Tan, J.D., Ramalingam, B., Chellappan, V., Gupta, N.K., Dillard, L., et al. Generative design and experimental validation of non-fullerene acceptors for photovoltaics. ACS Energy Letters 9 (10), 5240-5250 (2024). | article

About the Researchers

Kedar Hippalgaonkar holds a joint position as a Principal Scientist at IMRE and Associate Professor in the Materials Science and Engineering Department at Nanyang Technological University. His interests lie in the data-driven discovery of new functional materials, utilising AI and robotics for accelerated materials development. He is also a materials physicist focused on fundamental nonequilibrium charge and phonon scattering in solid state, 1D, 2D, and hybrid (inorganic-organic) materials.
Balamurugan Ramalingam obtained his PhD in Bioinorganic Chemistry from Bharathidasan University, India. After completing postdoctoral training in asymmetric catalysis at the University of Basel, Switzerland, he has been working at A*STAR since 2007. He is currently a Senior Scientist at A*STAR ISCE2 and A*STAR IMRE, focusing on flow chemistry, catalysis, green and sustainable chemical processes, high throughput experimentation, and data-driven reaction optimisation.
Jin Da Tan graduated with a bachelor’s degree in Chemistry from the National University of Singapore in 2019 and earned his PhD at A*STAR IMRE under Kedar Hippalgaonkar and Balamurugan Ramalingam. Tan’s research interests include machine learning (ML) and its intersectionality with automation, chemistry and other domains.
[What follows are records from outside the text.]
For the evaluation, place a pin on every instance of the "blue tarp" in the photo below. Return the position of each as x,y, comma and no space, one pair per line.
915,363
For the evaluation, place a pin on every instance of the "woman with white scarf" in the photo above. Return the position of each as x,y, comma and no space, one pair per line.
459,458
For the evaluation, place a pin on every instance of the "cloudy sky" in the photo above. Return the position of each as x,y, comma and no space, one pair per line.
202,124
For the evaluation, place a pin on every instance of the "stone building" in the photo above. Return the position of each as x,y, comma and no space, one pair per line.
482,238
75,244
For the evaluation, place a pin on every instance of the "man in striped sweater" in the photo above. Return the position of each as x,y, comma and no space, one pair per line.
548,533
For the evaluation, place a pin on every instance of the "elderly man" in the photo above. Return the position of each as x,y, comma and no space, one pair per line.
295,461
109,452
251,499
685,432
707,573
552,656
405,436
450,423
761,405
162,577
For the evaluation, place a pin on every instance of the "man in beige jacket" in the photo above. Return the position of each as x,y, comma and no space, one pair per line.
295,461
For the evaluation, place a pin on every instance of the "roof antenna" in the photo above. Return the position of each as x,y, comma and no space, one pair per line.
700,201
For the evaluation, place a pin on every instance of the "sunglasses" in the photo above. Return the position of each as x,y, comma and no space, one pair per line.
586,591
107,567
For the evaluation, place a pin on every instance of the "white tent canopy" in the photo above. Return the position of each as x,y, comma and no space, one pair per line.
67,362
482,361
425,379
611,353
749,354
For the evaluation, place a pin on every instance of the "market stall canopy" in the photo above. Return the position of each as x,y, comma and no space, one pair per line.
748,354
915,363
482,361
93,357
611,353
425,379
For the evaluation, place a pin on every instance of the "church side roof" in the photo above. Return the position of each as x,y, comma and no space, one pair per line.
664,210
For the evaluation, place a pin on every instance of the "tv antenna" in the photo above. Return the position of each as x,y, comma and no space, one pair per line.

At A*STAR, Tan’s research explored the application of ML techniques to enhance chemical synthesis, focusing on the prediction and optimisation of experimental outcomes, as well as the generative design of small organic molecules. His key projects included the development of predictive models for entire molecular weight distributions during polystyrene flow reactor synthesis, as well as the exploration and refinement of the diketopyrrolopyrrole molecular core; an approach which enabled the validation and discovery of novel non-fullerene acceptors for organic photovoltaic material design. Transitioning from academia to the finance industry, Tan leveraged his programming, machine learning and problem-solving expertise to tackle complex data-driven challenges, including the building of predictive ML models tailored to the field. Today, he continues to explore innovative applications of artificial intelligence in data analysis and decision-making.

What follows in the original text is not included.